With courage we can grow towards peace and enlightenment by expanding through the higher frequencies of neutrality, willingness, acceptance, reason, love, and joy. The term „peace and enlightenment„ is a synonym for Emotional Sobriety.
Whether or not we identify as healers, each of us is called in our own way toward a life of wholeness, purpose, and meaning, and we each have our own hurt, pain, grief, and wounding to attend to. As such, we are each intimately connected with the archetype and myth of the wounded healer.
Compassion is the prerequisite for this transformation. One morning, walking the Dublin streets on my way to the conference, a story related to me in early childhood came to mind. When Christ visited the lepers, he shocked his disciples by actually touching them. They were aghast, fearing that by doing this, he would also contract the deadly disease.
But Christ already knew that there was a leper within himself which needed his acknowledgement and embrace. My reflection was that, in doing this inner work, we are providing the healing touch to the leper within. When I know of and embrace my own condition, I will never be afraid of the touch of a leper again.

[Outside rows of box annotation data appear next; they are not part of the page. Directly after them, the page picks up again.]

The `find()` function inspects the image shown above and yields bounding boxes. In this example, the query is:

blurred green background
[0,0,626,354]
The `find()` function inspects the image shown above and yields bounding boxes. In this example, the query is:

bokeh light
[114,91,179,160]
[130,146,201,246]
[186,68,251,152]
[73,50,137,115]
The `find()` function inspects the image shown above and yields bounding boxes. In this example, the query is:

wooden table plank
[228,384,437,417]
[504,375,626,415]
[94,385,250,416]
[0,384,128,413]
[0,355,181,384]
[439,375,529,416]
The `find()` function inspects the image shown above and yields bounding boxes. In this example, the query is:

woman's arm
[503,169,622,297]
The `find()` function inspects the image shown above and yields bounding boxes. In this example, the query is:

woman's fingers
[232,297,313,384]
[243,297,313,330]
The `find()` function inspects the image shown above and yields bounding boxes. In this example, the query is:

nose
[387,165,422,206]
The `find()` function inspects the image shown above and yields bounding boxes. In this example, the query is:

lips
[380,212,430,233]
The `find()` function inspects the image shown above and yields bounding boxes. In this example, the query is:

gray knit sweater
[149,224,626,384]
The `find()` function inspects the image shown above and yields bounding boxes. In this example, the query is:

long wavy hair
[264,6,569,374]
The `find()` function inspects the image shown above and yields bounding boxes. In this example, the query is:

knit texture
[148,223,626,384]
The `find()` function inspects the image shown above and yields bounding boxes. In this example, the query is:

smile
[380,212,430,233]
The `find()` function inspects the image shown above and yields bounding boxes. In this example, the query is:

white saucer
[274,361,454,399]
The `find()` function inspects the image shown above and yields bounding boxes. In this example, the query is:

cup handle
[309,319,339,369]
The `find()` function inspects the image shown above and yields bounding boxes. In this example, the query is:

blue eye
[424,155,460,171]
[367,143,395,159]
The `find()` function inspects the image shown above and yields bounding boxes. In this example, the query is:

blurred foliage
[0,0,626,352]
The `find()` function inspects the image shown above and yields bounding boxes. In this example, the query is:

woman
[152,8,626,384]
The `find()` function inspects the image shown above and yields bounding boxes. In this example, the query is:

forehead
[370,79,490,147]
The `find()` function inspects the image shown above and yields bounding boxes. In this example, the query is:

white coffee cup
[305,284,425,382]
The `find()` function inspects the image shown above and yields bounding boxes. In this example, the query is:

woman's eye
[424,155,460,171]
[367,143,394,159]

We live wholeness when we re-member our story and, through it, experience a deeper sense of being part of a greater whole. We live wholeness when we know we belong – to our tribe, to a place, to a family, a community, to Mother Earth, to God (however imagined), and to the Cosmos.
We are now in the world, but no longer of it. Emotional dependencies are no longer our default, though they will visit us from time to time. That is simply a component of the human condition.
We know that what we have is already enough; that all we need is to be compassionate, to be generous and resourceful with this gift and grateful for it. The self, untethered from the burdens of the wounded past, is now free to be present.